SCID Bu/Flu/ATG Study With T Cell Depletion

August 18, 2017 updated by: Neena Kapoor, M.D.

Phase I/II Trial of Hematopoietic Stem Cell Transplant (HSCT) for Children With Severe Combined Immune Deficiency (SCID) and Without an HLA-Matched Sibling Donor

This is a pilot clinical trial of hematopoietic stem cell transplantation for patients with a diagnosis of Severe Combined Immune Deficiency (SCID) who do not have an HLA-matched sibling donor. The stem cells will be derived from a 1) matched unrelated donor (MUD), 2) unrelated cord blood donor, or 3) a haplo-identical (parental) donor (in descending order of preference).Patients will receive a novel conditioning regimen with Busulfan, Fludarabine and Anti-thymocyte globulin (ATG) followed by an unrelated donor hematopoietic stem cell transplant (HSCT) with T-cell depletion using the CliniMACS device.

Study Overview

Detailed Description

The study is being conducted to assess the following:

  • overall survival
  • event-free survival (events are defined as: death,non-engraftment/2nd transplant, immune reconstitution failure)
  • acute toxicity of the conditioning regimen
  • engraftment frequency immune reconstitution frequency and tempo acute and chronic graft-versus-host disease (GVHD), frequency and severity.

The outcome from this protocol will be compared to the retrospective cohort consisting of all patients who have undergone haplo-identical HSCT for SCID at CHLA from 1984-2006 based on the assessment of the above-listed endpoints.

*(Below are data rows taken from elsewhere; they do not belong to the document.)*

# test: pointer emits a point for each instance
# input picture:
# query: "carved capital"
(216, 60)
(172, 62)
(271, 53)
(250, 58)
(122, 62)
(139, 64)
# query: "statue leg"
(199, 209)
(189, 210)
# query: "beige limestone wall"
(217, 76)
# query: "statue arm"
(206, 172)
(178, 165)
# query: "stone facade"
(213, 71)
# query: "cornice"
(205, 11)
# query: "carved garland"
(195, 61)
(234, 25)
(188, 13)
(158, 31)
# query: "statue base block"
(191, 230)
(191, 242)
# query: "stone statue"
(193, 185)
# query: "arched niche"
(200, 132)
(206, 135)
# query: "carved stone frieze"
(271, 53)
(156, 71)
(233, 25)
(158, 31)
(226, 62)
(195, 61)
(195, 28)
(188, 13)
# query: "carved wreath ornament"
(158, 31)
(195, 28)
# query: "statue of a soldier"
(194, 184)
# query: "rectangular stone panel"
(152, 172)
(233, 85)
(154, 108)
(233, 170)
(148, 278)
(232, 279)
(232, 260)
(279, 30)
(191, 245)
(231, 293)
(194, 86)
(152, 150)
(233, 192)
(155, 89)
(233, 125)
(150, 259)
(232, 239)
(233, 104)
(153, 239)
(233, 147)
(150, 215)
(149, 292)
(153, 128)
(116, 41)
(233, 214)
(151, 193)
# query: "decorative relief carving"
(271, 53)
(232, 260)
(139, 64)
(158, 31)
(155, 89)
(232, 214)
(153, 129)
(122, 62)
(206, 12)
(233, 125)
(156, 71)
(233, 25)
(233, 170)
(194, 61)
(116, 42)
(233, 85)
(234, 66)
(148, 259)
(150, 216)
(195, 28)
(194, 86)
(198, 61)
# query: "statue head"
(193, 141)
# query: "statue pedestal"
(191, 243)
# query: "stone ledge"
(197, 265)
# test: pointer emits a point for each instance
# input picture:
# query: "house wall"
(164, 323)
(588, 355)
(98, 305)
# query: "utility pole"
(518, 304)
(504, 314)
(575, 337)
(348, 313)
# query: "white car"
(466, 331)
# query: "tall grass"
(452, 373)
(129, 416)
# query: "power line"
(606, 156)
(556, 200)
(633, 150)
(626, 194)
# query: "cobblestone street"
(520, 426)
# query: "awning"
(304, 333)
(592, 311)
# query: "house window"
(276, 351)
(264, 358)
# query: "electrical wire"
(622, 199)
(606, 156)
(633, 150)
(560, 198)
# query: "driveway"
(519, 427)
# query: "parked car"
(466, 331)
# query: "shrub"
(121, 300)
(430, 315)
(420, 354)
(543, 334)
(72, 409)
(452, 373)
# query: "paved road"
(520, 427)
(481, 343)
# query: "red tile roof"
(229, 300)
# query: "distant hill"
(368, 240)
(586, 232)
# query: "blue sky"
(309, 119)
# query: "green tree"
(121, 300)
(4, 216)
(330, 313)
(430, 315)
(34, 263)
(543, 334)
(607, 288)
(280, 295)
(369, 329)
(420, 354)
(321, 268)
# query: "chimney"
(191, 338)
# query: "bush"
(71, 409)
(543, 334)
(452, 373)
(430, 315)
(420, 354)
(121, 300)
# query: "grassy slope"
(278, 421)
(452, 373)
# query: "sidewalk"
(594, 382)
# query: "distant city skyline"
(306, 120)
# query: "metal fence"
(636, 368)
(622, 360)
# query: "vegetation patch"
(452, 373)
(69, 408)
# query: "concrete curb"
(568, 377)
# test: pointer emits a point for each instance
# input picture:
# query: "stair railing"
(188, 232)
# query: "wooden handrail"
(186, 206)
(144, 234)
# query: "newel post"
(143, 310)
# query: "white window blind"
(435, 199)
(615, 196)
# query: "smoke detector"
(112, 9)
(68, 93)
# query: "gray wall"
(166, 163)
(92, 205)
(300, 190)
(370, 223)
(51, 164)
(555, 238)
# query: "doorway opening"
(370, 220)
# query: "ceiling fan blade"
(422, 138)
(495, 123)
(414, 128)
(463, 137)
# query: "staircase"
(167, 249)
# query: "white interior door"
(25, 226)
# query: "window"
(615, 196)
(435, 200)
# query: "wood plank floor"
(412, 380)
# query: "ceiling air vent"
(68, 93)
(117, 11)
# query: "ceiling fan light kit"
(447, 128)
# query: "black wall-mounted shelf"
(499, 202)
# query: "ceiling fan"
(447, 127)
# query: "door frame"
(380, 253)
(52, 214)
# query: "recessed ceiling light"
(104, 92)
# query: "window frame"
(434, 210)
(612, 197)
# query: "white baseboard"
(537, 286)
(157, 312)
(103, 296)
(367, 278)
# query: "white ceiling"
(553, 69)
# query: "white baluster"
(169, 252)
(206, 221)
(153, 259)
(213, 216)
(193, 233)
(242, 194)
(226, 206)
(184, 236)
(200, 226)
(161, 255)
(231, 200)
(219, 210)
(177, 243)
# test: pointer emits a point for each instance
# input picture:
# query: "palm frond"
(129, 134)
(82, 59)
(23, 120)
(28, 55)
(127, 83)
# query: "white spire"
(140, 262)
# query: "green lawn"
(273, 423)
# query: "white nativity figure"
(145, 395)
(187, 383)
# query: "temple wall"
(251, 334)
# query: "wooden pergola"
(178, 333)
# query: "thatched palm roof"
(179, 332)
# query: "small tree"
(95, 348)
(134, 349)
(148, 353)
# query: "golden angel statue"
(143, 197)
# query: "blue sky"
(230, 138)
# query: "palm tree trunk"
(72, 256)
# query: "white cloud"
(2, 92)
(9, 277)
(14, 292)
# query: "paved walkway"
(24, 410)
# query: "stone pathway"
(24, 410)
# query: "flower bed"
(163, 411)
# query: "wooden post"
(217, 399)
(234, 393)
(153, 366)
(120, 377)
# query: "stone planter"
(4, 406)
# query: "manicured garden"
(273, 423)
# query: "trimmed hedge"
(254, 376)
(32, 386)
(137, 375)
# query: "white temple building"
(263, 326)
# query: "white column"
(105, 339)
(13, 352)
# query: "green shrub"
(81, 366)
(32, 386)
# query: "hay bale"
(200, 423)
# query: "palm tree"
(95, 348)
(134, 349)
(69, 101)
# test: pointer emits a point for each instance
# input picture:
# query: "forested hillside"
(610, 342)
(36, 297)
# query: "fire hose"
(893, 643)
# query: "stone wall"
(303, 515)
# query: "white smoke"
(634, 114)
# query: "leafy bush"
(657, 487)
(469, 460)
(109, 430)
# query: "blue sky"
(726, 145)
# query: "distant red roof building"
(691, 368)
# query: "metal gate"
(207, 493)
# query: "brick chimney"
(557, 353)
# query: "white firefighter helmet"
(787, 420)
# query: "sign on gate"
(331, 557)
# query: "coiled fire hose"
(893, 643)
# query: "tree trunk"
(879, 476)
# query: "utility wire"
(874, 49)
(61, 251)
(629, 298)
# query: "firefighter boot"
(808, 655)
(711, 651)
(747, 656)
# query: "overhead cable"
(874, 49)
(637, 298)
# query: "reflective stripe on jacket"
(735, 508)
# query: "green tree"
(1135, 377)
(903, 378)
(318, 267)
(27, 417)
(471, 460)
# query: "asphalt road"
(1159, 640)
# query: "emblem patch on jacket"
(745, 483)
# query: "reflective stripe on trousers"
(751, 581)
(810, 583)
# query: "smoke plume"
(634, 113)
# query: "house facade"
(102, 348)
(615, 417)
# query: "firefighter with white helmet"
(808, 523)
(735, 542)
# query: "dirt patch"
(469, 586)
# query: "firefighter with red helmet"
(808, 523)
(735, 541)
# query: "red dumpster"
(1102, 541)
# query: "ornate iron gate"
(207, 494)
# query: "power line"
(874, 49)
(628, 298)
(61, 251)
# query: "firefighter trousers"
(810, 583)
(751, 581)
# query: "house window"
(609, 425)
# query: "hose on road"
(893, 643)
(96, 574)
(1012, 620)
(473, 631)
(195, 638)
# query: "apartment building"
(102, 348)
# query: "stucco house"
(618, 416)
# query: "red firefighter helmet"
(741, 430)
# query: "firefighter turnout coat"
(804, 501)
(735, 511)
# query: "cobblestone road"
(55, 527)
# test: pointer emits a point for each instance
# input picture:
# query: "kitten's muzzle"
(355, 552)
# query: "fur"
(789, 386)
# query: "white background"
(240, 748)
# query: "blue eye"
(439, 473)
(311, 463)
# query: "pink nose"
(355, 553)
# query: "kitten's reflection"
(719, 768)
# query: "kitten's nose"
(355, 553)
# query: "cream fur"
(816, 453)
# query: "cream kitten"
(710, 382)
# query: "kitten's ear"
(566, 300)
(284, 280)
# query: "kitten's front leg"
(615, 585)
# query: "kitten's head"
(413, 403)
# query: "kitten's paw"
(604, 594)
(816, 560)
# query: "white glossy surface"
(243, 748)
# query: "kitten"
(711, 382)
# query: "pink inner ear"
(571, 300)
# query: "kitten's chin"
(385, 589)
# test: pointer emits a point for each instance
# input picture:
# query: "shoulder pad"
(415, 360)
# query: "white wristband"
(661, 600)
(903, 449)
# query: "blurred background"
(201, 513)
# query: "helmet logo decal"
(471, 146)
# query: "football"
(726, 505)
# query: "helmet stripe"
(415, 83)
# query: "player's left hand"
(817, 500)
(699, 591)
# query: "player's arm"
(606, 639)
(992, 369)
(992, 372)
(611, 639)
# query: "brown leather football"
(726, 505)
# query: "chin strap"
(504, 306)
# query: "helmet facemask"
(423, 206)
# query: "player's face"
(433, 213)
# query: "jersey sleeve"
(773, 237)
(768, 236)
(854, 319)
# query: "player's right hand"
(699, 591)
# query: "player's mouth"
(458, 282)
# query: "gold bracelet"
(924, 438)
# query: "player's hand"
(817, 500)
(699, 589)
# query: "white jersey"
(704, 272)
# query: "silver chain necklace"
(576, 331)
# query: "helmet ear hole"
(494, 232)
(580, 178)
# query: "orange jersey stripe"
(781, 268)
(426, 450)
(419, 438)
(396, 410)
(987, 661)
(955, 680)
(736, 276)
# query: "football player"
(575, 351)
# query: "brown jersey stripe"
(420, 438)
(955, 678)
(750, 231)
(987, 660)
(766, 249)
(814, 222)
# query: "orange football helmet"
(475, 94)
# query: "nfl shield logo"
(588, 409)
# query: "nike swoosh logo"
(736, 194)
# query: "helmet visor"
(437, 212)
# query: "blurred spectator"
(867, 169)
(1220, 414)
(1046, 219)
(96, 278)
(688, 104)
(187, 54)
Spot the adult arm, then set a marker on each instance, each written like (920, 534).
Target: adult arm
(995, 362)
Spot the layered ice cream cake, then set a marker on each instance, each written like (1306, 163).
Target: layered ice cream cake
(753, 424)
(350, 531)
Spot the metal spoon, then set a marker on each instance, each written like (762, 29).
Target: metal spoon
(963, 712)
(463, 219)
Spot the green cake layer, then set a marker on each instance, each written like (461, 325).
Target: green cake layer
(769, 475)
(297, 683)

The CliniMACS device will be used for CD34+ selection in place of the Isolex 300i. The CliniMACS CD34 Reagent System is an investigational medical device that has not yet been approved by the FDA. This device is used in vitro to select and enrich specific cell populations. When using the CliniMACS CD34 Reagent, the system selects CD34+ cells from heterogenous hematological cell populations for transplantation in cases where this is clinically indicated.

Study Type

Interventional

Enrollment (Actual)

9

Phase

  • Phase 2
  • Phase 1

Contacts and Locations

This section provides the contact details for those conducting the study, and information on where this study is being conducted.

Study Locations

    • California
      • Los Angeles, California, United States, 90027
        • Children's Hospital Los Angeles

Participation Criteria

Researchers look for people who fit a certain description, called eligibility criteria. Some examples of these criteria are a person's general health condition or prior treatments.

Eligibility Criteria

Ages Eligible for Study

No older than 21 years (Child, Adult)

Accepts Healthy Volunteers

No

Genders Eligible for Study

All

Description

Inclusion Criteria:

  • All patients with SCID who lack a histocompatible sibling or HLA-matched related donor will be considered as candidates for this study protocol.
  • Eligible patients must have adequate physical function to tolerate the chemotherapy conditioning regimen and the HSCT, as measure by:

    1. Renal: creatinine clearance or GFR ≥50 ml/min/1.73m2, and not requiring dialysis
    2. Pulmonary: Because patients with SCID frequently present with infectious pneumonia causing ventilatory failure, patients will be considered for enrollment in the study even if respiratory failure requiring mechanical ventilatory support is present. In patients recently diagnosed with pneumonia, efforts to stabilize the respiratory status will be made prior to enrollment in the study.
    3. Infectious disease status. The presence of infection per se will not be a reason for exclusion from the study. Patients with SCID are frequently infected with both routine pathogens as well as opportunistic infections. Antibiotic, antifungal and antiviral prophylaxis and therapy will be instituted as clinically indicated. Despite the use of antimicrobial therapy, the ability to control infections will not be achieved unless HSCT is performed. Therefore, subjects may be enrolled in the study, even though infection is present, because control of infection may depend on engraftment of a donor immune system.
    4. Patients will be 0-21 years of age.

Exclusion Criteria:

  • Patient with histocompatible sibling or other related donor
  • End-organ failure that precludes the ability to tolerate the transplant procedure, including conditioning.
  • Renal failure requiring dialysis
  • Congenital heart disease resulting in congestive heart failure
  • Severe CNS disease, e.g., coma or intractable seizures
  • Ventilatory failure due to non-infectious etiology
  • Major congenital anomalies that adversely affect survival, eg CNS malformations
  • Metabolic diseases that would affect transplant survival, eg urea cycle disorders
  • HIV infection

Since the only chance of survival for patients with SCID is successful transplantation, all patients with SCID will be considered to be potential subjects for the study, regardless of end-organ dysfunction.

Study Plan

This section provides details of the study plan, including how the study is designed and what the study is measuring.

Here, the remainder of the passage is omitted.